In 2009, people like Aaron Regent who was the president of Barrick Gold, one of the world’s largest gold producers, stated that the production of gold had peaked was falling. Gold markets responded and in 2011 the price of gold rose to an all time $1,197/oz high. It did not stay there for long, in fact it began to fall. It lost over 15% since that all time high. The most pronounced fall happened between October 2012 and June 2013 when the precious metal lost a third of its value. By January of 2016, the price had fallen to lows of $1,060 before rebounding and making steady gains.

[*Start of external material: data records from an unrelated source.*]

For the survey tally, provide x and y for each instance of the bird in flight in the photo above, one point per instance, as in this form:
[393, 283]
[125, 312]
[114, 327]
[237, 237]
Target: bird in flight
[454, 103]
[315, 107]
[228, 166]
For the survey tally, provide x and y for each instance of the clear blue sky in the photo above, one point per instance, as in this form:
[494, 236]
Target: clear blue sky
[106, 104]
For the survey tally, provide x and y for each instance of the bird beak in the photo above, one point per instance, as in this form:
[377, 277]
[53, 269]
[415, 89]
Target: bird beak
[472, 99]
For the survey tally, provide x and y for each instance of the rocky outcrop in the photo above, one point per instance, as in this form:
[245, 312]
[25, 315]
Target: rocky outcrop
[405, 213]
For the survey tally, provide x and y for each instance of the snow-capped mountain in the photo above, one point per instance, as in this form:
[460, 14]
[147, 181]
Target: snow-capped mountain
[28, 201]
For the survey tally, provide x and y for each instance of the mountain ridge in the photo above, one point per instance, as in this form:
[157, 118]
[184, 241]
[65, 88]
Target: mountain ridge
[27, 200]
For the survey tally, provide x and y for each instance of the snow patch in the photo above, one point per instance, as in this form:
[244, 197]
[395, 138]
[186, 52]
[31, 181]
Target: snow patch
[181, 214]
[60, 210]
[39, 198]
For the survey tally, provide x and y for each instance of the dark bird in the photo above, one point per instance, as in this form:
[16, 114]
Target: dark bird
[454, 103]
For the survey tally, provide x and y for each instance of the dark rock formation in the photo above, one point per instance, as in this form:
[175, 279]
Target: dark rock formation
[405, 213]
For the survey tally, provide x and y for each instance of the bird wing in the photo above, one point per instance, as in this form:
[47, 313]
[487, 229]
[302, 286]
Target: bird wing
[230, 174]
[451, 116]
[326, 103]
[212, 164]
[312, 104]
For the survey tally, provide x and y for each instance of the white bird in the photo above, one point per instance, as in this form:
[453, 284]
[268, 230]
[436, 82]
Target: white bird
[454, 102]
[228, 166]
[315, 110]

Market conditions affect the price of gold significantly however, one of the biggest contributors to the up and down movement of the gold price is speculation. Gold buyers speculate on what central banks and governments are doing and then they react accordingly. For instance, when the U.S Federal reserve announced that it would be ending its the economic stimulus plan it had instituted after the financial crisis of 2008, the price of gold dropped significantly.
The announcement coupled with a low inflation rate made the role of gold as a hedge against rising market price levels moot. When you add a hot stock market in the mix, the temptation to increase returns will become great when contrasted with maintaining a store of value. However, when the going gets tough, you can tap into that store of value and sell gold to take care of your immediate financial needs.
When you have gold you know you have a safety net. Unlike other commodities that are traded on the stock market, gold can be held over long periods and even be passed over from generation to generation. It does not lose significance with time, in fact, the longer you have it the more you are likely to gain from it. Investing in gold is not only sensible for protecting your wealth in turbulent times, it also ensures a better future for you.